Kudos to the Federal Motor Carrier Safety Administration for agreeing to alter its CSA safety program in light of research showing there may not be a strong correlation between certain violations and the rate of accidents.

FMCSA late last week agreed to lower the importance of two of its safety categories when it rates carriers as a result of several studies, including one by the University of Michigan Transportation Research Institute (click here for p. 1 story in this week’s issue).

It’s important that FMCSA keeps listening to trucking and other interested parties as it changes the paradigm of the federal safety program for fleets. CSA represents a historic shift, and it is crucial that FMCSA retains the support and respect of the carriers it governs if the program is to be implemented successfully. Paying attention to suggestions and concerns is the best way to make CSA work.

FMCSA has divided the safety rules into seven major areas, which it labels BASICs, as part of CSA.



Agreeing to lessen the importance of those two categories — cargo securement and driver fitness — when it evaluates carriers was the right thing to do. UMTRI said its study showed no correlation between fleets that had violations in those two categories and the rate of accidents involving those fleets. FMCSA said it discovered similar findings through its own research.

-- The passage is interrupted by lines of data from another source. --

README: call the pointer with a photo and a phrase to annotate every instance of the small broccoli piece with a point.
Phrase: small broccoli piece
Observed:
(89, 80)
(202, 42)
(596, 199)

The agency last week also modified several other issues that had concerned some fleets. There had been a back and forth over whether the number of trucks in a fleet, or the number of miles driven by that fleet, should be the yardstick for evaluation of the safety of carriers.

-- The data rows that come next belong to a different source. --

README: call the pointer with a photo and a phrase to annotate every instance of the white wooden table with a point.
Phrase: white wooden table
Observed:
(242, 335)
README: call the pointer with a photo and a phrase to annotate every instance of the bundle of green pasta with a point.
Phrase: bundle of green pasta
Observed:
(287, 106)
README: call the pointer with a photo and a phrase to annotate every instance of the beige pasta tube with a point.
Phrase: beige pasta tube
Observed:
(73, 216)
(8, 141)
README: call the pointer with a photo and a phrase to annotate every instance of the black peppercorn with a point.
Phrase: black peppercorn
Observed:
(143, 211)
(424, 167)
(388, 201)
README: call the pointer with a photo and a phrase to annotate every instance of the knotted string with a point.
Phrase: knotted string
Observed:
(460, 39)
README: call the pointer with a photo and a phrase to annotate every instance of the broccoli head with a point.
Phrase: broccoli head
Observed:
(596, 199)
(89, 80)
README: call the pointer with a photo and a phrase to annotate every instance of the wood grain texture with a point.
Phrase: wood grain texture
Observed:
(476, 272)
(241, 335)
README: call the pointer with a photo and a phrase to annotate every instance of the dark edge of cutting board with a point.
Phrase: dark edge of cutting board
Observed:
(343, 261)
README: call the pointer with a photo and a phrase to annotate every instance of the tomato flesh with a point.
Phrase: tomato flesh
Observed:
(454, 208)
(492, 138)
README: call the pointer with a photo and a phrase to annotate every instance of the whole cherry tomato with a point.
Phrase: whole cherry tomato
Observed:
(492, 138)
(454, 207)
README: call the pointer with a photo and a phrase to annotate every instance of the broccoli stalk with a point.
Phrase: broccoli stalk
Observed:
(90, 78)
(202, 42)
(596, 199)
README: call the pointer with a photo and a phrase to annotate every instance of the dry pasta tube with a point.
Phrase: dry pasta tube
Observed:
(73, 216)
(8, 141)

The agency chose a middle ground in several of the safety categories, saying — for instance — that in the drug and alcohol category, it will rank carriers by using the number of inspections conducted on fleets, rather than on the number of trucks.

Some of the details of FMCSA’s modifications were unavailable when we went to press last week, so we will have more to say on this matter in coming issues.

But we did hear enough to see that the agency seems to be moving in the right direction.

FMCSA’s work on this program certainly isn’t done yet, but the agency has given us renewed faith in CSA. We look forward to working with the agency staff to ensure a smooth start for this new safety era.